La Rioja
Mujer sometiéndose a un tratamiento de belleza. :: L.R.
Mujer sometiéndose a un tratamiento de belleza. :: L.R.

Piel sana y bella, pero no a cualquier precio

  • Los avances científicos revelan la relación entre las enfermedades de la piel y otros órganos del cuerpo

logroño. La especialidad dermatológica tiene hoy uno de sus principales retos en la concienciación sobre el tratamiento adecuado de las afecciones de la piel y del cuidado de la piel sana. Una concienciación que debiera iniciarse con la destrucción de algunos errores que, por desgracia, se hallan bastante extendidos.

El primero de estos errores reside en la percepción de que los problemas de la piel son alteraciones muy localizadas, de carácter leve y de tratamiento bastante sencillo, dado que este tipo de trastornos superficiales no guarda una relación preocupante con otras partes del organismo.

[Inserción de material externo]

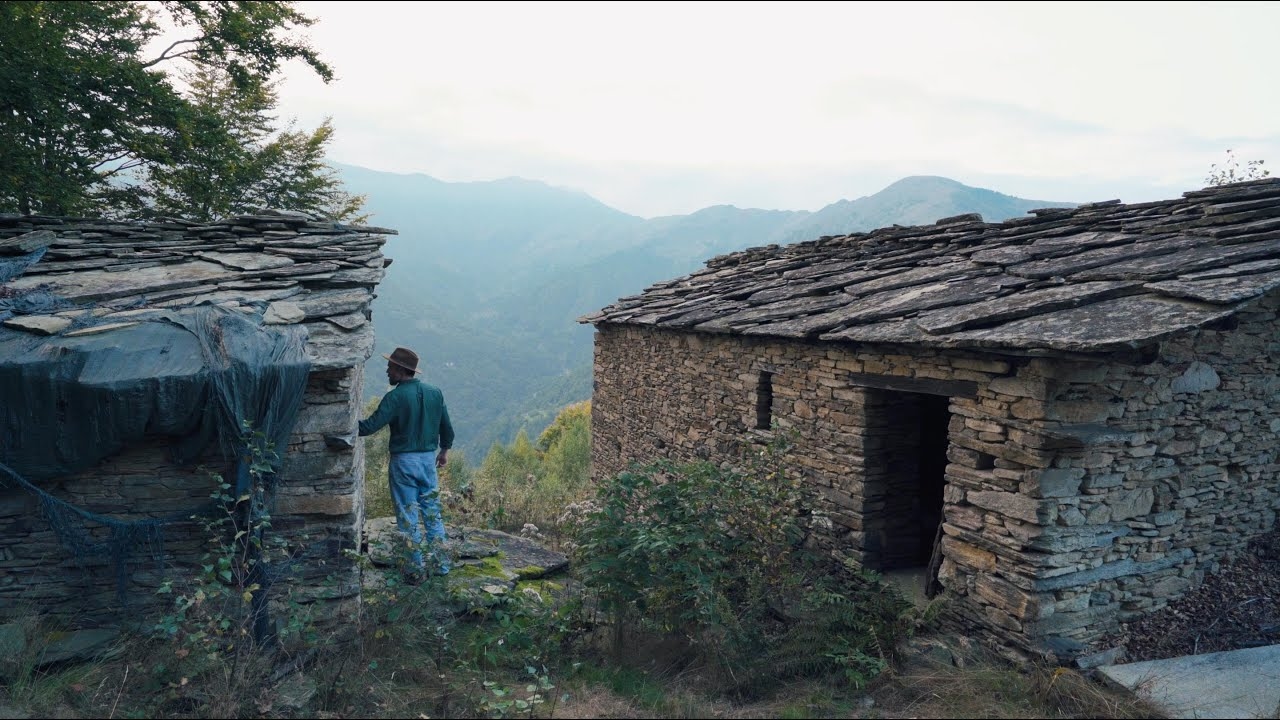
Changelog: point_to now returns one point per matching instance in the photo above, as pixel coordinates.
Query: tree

Sin embargo, los avances en la investigación han ido revelando la relación entre las enfermedades de la piel y otros órganos del cuerpo, algo conocido y estudiado desde hace años. En realidad, los trastornos superficiales tienen raíces profundas y están avisando de consecuencias que, en ocasiones, pueden llegar a ser incluso graves. Es conocida ya la imbricación psicológica de varias alteraciones dermatológicas, que pueden exceder su importancia estrictamente clínica. Además, las investigaciones de los últimos años indican que algunos trastornos como la psoriasis son como factores de riesgo en problemas articulares o cardiovasculares. El descubrimiento de estas relaciones entre enfermedades de la piel y las que afectan a otros órganos del cuerpo humano cobra una especial relevancia si se tiene en cuenta que la incidencia de algunos trastornos de la piel es muy elevada (baste recordar que la psoriasis afecta a más de 125 millones de personas en el mundo), circunstancia que eleva esta situación a la categoría de problema de salud pública.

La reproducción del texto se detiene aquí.